Open political discourse is permitted on .003% of a college campus.

Watching the daily violations of liberty and common sense on American college campuses sometimes makes one wonder why anyone wants to attend, even with a taxpayer subsidy. The Journal’s William McGurn describes in our pages today the mob that descended on our contributor Heather Mac Donald when she showed up to speak at Claremont McKenna, a private college east of Los Angeles. About 50 miles to the west of Claremont, free speech is coming under attack on yet another campus. But Constitutional liberty seems to have at least a few allies left.

Recently this column noted the refreshing defense of the First Amendment rights of pro-life activists by the pro-choice writers of the Los Angeles Times editorial board. Now the Times’ left-leaning editorial columns are distinguishing themselves again by defending the free-speech rights of a college student who advocates for limited government.
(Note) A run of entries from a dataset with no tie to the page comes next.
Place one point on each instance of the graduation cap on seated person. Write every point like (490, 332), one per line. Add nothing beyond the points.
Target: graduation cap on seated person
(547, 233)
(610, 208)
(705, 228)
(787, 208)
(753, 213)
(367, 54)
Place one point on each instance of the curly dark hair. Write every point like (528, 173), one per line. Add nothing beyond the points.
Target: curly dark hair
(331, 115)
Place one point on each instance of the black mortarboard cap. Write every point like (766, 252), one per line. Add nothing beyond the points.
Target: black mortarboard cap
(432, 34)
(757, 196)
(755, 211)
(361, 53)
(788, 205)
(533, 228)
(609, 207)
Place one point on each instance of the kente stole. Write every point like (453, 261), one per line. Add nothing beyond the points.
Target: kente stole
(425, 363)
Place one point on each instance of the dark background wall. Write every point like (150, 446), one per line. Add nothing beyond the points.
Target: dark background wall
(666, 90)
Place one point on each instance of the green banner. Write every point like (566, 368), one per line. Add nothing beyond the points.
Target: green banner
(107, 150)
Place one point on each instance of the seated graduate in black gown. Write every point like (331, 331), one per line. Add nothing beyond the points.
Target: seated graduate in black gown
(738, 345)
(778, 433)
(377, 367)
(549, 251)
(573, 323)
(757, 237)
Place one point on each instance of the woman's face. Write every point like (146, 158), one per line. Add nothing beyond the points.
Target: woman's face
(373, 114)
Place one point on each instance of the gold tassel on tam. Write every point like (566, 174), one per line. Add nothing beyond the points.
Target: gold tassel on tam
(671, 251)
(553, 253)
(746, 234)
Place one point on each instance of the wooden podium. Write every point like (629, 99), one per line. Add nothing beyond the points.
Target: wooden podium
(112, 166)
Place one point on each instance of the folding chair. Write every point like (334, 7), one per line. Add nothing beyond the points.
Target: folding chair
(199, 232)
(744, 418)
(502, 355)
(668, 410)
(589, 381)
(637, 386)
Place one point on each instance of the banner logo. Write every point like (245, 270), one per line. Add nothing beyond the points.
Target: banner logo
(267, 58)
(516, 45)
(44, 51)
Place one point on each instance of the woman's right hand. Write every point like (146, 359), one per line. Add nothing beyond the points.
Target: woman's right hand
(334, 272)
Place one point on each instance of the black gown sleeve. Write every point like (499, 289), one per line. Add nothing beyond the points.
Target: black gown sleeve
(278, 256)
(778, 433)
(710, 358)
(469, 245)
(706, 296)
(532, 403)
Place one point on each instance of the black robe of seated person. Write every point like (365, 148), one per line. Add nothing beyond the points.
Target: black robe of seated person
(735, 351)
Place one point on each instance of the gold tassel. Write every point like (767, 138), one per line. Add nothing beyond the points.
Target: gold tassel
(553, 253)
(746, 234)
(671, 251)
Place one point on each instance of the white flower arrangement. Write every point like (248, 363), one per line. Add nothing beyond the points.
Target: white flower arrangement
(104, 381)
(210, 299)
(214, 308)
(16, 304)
Kevin Shaw is the president of a Young Americans for Liberty chapter at L.A.’s Pierce College. According to a lawsuit he filed on March 28 against officials of the school and the Los Angeles Community College District, he was distributing Spanish-language copies of the U.S. Constitution on campus last November when a college employee forced him to stop and also ordered him not to discuss his political views with other students. According to Mr. Shaw’s filing, he was then escorted to a campus office and “forced to complete a permit application” to use the college’s “Free Speech Area.”

Mr. Shaw’s complaint describes this area as “confined by painted lines, on the side of a campus thoroughfare. The area measures approximately 616 square feet, comprising approximately .003% of the total area of Pierce College’s 426-acre campus.” So the school is explicitly exercising speech control over 99.997% of its territory, a feat that would make Vladimir Putin jealous. Someone will need to remind us again what the purpose of a college is.

As extreme as Pierce administrators are in the exercise of their power, the Times rightly notes that they should enjoy at least some discretion in setting the rules of the campus. “No one would suggest that every inch of a campus must be open to leafleting and political proselytizing,” notes the Times editorial. Certainly students who seek to interrupt classroom lectures to promote their political views shouldn’t be indulged.

But as the Times notes, “when a public college or university squeezes the expression of political views into a tightly circumscribed area, it not only undermines its commitment to the free exchange of ideas; it runs afoul of the 1st Amendment. As a federal judge put it in a 2004 case involving a challenge to limitations on expression at Texas Tech University Law School: ‘To the extent [that] the campus has park areas, sidewalks, streets, or other similar common areas, these areas are public forums, at least for the university’s students, irrespective of whether the university has so designated them or not.’”

Perhaps it’s time to designate the administrators of Pierce College as former administrators, and re-accommodate them to another line of work.